Securing Biggest Electronic Brand Worth Me My 2nd 4 fig. $2259 Bounty!

Hello, I’m Manan Sanghvi. This is my second write up on how I hacked Biggest Electronic Brand (Ethically) and it worth me 30 lakh Korean WoN (~$2259).

Before that if you have not read my 1st write up on In under age (<18), How I Hacked Multi- Billion-Dollar-Corp and got first 4 fig. $2600 Bounty! https://medium.com/@manan_sanghvi/in-under-age-18-how-i-hacked-multi-billion-dollar-corp-and-got-first-4-fig-2600-bounty-d9ce97b3652e

Now, Let’s Begin.

I won’t reveal the name of the company I targeted this time because the security hole I found hasn’t been fixed yet, and it might take a while for them to patch it up. Plus, the data I accessed is quite sensitive. Anyway, this company is one of the biggest electronic brands globally. This have bug bounty program but unfortunately this don’t pay bounty reward for finding security vulnerabilities in websites. It only pay for Hacking Hardware, Firmware and their Other Products.

I found a way to access the sensitive personal data of over 50,000+ user’s Sensitive PII Data with just one click and reported more than 10+ High/Critical vulnerabilities, they initially weren’t going to pay me because of their policy. However, after sometime, they agreed to pay me bounties for two of my reports.

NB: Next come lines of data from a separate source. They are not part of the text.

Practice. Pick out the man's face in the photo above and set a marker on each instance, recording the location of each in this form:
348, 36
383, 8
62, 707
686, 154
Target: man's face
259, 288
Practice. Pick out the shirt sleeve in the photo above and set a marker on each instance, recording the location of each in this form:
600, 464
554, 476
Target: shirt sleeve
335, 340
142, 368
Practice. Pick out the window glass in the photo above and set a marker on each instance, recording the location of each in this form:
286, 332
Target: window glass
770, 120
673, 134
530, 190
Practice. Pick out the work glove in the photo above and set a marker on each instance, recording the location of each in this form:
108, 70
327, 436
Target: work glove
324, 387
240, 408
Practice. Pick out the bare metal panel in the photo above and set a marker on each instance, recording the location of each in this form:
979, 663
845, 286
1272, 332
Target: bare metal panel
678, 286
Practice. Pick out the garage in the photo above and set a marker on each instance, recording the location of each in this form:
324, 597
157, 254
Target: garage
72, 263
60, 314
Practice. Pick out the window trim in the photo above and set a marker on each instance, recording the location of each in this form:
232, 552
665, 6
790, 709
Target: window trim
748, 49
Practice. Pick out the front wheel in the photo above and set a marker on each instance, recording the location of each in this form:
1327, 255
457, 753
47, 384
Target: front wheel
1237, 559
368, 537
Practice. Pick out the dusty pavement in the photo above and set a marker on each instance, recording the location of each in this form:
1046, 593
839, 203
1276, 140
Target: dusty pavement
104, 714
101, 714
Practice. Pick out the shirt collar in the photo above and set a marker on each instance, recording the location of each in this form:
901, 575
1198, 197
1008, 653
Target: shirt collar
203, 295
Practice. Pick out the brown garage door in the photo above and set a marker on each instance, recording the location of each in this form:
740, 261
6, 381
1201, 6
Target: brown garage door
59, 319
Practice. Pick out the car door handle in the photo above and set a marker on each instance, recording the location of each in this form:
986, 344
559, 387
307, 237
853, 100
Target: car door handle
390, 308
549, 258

Both Vulnerability are Insecure Direct Object Reference ( IDOR )

First Vulnerability:

I’m fuzzing and analyzing the website manually, and my browser is always connected to my Burp Proxy. During fuzzing each and every functionality, I got an endpoint:

GET /api/license/data?licenseId={5_digit_id}.

I quickly send this Request to Repeater tab of Burp.

It is very easy to guess because the web application is generating continuous IDs for storing and fetching license information of customers on that website. So, I just tried another ID: 65460 -> 62459, and it gives me other users’ sensitive data like reqUsername, reqEmail, issueToEmail, adminRegion, adminRegionName, accessIp, accountEmail, etc., and many more pieces of information.

These IDs start from 10000 and end with my latest ID 62460. So, there are approximately 50,000+ users’ PII data at my single click; I just need to do an Intruder Attack in Burp Suite.

Second Vulnerability:

After finding the first vulnerability, I felt like I shouldn’t stop hunting. It seemed like developers kept making the same silly mistakes over and over again.

So, I started fuzzing more endpoints, and eventually, I got another one:

GET /api/qna/{id}?qnaId={id}.

I quickly sent the request to the Repeater Tab.

In this you can see that there are 2 Ids one is in url and one is in qnaId’s value but both are same, when I changed the qnaId’s value I got other user’s qna communication with the company.

This ID is also easily guessable, just like the previous vulnerability. So, I changed qnaId=10171 to qnaId=10170, and just like that, I got access to another user’s sensitive data and their communication with the company.

The data included critical information like reqTitle, reqContents, reqEmail, reqUsername, accountId, accountType, region, and many other details.

After reporting these vulnerabilities I got email from the company :

I just got 15,00,000 + 15,00,000 Korean WoN (~$2259) for these 2 reports.

Conclusion:
These vulnerabilities, known as Insecure Direct Object References (IDOR), allowed unauthorized access to sensitive user information with relative ease. By highlighting these flaws, I not only helped to safeguard the privacy and security of over 50,000 users but also underscored the importance of thorough security testing and remediation efforts in safeguarding digital assets against potential threats. and yes, it also worth my Hardwork and got $2259 Bounty.